According to a report released Friday (9/14/12) by the White House’s Office of Management and Budget, aside from the Pell Grant (which is still protected from the cuts — at least for fiscal year 2013), other federal financial aid programs would be cut by 7.6 percent across the board.  This includes the Supplemental Educational Opportunity Grant and federal work-study.  And if that wasn’t bad enough, the cuts would increase student loan origination fees.

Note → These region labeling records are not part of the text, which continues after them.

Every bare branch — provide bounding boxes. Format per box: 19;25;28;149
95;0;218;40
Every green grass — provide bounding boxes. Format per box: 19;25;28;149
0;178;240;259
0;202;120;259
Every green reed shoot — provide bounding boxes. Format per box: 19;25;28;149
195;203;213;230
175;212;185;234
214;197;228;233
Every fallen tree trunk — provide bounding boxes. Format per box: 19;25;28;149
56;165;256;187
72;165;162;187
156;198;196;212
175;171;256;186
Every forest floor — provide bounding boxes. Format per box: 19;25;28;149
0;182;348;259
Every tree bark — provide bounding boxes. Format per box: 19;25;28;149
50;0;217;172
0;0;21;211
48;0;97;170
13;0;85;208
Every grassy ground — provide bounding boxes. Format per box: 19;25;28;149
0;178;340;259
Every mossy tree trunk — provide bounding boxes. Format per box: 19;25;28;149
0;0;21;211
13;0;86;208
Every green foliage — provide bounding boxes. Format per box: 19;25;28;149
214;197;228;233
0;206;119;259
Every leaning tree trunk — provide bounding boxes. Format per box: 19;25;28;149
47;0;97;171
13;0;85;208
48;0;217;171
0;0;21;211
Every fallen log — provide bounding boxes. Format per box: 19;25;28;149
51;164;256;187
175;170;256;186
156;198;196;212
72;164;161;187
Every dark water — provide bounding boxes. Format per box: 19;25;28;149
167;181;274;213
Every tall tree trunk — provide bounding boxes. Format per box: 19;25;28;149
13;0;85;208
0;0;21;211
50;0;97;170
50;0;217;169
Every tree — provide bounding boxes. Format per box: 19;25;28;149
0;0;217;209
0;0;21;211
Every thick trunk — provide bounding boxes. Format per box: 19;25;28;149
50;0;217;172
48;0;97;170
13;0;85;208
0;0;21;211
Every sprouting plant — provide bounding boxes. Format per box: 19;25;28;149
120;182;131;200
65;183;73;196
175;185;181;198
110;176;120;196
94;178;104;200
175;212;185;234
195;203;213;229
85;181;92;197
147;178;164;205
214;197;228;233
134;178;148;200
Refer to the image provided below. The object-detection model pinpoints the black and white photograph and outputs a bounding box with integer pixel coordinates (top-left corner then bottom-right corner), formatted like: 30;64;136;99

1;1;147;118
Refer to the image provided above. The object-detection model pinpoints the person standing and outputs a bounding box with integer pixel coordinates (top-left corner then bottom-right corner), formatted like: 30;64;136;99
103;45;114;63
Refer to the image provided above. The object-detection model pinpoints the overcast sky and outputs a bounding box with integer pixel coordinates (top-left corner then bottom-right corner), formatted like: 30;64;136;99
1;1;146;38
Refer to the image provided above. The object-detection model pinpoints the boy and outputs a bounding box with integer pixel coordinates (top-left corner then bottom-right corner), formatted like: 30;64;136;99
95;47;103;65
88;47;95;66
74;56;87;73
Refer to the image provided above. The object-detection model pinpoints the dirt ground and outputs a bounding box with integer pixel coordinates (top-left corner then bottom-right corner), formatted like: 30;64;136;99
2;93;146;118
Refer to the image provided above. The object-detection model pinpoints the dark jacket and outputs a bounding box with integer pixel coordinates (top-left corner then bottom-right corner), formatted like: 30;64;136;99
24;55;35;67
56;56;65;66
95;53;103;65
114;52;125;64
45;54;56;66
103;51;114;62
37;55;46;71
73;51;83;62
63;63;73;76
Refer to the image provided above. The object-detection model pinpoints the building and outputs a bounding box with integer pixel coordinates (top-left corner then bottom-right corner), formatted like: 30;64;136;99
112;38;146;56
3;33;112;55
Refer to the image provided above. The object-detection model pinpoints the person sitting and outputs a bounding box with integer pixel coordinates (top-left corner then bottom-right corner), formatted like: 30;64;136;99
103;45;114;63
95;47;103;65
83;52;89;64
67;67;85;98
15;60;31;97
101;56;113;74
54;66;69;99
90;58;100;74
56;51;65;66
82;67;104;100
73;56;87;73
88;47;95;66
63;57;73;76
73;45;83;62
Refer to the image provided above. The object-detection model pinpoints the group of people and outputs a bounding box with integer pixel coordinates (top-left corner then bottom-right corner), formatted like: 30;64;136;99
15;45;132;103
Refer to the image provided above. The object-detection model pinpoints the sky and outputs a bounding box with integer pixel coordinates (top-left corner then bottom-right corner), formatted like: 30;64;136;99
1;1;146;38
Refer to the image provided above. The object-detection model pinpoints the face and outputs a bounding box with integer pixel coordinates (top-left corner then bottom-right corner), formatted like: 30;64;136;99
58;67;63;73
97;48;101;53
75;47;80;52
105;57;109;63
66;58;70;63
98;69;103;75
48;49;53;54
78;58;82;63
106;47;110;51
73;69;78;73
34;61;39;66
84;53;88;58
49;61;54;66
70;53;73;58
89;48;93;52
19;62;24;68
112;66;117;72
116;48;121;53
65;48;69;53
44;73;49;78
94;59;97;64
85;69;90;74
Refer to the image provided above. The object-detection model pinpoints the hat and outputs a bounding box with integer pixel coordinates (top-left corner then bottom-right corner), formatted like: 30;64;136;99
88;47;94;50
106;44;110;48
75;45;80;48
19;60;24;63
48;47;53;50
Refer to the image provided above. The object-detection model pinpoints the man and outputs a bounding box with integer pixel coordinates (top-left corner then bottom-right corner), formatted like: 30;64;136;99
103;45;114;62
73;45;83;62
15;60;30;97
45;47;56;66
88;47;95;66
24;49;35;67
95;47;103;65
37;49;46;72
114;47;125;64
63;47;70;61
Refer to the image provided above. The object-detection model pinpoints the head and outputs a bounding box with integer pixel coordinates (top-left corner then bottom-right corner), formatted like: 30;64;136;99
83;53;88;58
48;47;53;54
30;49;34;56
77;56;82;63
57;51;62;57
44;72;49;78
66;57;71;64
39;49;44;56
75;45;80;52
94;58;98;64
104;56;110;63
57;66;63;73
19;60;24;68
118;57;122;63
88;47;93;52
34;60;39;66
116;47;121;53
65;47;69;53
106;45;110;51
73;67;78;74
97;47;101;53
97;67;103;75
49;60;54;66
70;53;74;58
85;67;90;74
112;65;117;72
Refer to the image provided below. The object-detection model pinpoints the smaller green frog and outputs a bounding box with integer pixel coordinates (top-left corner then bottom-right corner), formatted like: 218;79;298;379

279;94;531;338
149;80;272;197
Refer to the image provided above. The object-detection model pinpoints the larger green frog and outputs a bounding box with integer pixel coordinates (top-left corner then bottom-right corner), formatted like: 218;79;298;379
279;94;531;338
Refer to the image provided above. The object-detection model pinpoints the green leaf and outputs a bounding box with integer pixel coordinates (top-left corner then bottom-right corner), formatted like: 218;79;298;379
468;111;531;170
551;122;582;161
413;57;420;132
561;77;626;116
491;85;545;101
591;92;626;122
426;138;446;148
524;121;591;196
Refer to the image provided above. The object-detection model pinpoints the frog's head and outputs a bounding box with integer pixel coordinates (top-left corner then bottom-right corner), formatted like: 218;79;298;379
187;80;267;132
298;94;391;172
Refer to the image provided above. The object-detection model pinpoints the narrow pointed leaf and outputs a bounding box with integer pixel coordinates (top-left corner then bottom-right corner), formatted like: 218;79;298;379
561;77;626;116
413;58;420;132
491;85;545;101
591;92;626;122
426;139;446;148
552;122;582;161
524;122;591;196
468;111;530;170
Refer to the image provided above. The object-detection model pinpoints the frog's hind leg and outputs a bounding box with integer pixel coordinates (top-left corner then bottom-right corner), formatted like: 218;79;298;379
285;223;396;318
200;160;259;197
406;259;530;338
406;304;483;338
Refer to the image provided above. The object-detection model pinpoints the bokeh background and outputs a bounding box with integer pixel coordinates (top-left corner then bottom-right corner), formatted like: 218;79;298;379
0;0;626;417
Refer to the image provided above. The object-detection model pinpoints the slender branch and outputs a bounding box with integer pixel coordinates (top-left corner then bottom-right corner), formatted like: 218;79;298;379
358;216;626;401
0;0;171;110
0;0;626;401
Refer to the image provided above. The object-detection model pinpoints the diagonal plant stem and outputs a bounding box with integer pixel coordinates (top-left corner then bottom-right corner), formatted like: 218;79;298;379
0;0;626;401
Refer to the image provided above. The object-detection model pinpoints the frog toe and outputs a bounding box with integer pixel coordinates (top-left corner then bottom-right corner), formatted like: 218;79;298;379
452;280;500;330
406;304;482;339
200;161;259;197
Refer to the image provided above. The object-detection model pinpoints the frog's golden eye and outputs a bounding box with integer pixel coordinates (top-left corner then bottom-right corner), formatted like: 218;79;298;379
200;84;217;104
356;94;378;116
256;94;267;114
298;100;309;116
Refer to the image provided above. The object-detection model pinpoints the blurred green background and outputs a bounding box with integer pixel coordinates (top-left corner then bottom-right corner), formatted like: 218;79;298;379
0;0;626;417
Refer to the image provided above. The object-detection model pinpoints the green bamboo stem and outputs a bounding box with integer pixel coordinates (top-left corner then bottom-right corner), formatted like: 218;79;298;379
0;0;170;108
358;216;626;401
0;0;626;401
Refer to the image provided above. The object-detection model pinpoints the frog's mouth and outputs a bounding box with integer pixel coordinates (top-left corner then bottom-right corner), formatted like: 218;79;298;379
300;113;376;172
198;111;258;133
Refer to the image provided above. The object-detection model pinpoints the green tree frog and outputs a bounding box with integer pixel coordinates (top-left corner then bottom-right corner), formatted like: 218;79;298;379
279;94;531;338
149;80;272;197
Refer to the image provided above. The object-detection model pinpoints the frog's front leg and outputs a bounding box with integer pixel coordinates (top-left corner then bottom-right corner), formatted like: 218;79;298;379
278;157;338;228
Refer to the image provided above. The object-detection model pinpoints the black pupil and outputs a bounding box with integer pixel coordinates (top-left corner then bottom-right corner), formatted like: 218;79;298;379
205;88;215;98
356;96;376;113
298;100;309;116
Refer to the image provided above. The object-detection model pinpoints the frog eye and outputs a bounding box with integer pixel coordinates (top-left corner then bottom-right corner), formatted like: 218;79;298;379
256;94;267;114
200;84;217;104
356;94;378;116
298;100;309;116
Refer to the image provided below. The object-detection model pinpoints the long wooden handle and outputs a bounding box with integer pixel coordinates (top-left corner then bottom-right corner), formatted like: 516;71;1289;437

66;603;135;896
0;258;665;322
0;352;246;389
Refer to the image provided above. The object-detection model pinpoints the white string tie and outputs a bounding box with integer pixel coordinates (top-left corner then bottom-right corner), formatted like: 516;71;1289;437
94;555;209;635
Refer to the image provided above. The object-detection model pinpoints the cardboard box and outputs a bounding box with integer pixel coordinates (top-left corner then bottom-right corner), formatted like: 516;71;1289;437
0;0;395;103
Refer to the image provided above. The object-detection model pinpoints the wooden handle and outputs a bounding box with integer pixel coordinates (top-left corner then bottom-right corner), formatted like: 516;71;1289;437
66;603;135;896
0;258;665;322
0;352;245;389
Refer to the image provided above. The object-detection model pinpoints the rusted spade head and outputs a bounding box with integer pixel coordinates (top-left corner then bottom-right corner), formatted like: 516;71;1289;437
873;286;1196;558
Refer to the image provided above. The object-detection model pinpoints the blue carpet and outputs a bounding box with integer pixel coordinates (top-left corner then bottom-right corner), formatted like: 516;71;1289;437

Please note that these cuts will go into affect on January 1st — and thus will impact this cycle of financial aid — but only if Congress does not agree on a long-term plan to reduce the deficit by the end of the year.  That said, at this point, it’s the uncertainty of whether this will happen or not, that is causing problems (albeit, unintended ones) for families with students applying to college this year.  Although all sides want to reach a deal to avert the cuts, many experts predict that to be unlikely at least until after the election — and probably not before January, AFTER the cuts have already taken effect — and AFTER schools begin accepting student’s financial aid applications.

As many of you know, the financial aid process rewards the ‘early bird’ and often doles out the more favorable awards on a first-come, first-served basis.  With all the uncertainty surrounding the funding pool, I am bracing for an even more competitive process this year… one in which funding levels remain uncertain at best, and are considerably reduced, at worst.  Needless to say, I’m getting a head start and will begin preparing my clients next month.

To make sure that you get your fair share (and remember, all families should apply for financial aid regardless of whether they think or have been told they won’t qualify), you should have your funding plan in place prior to the end of the year – -and ideally before December 1st.  To do so, you must first learn what your going to be expected (by the government & the school) to contribute to your child’s education.  This is called your Expected Family Contribution (EFC) and it is derived from your responses to questions on the FAFSA (Free Application for Federal Student Aid) and is the result of a formula based on Department of Education regulations.  It’s important to note two things about your EFC: 1. you probably won’t like it – I’ve seen families with Adjusted Gross Incomes below $60,000 with initial EFC’s that were higher than $60,000;  and 2.  there are legal and ethical strategies that can and should reduce your EFC… some by as much 30-40%.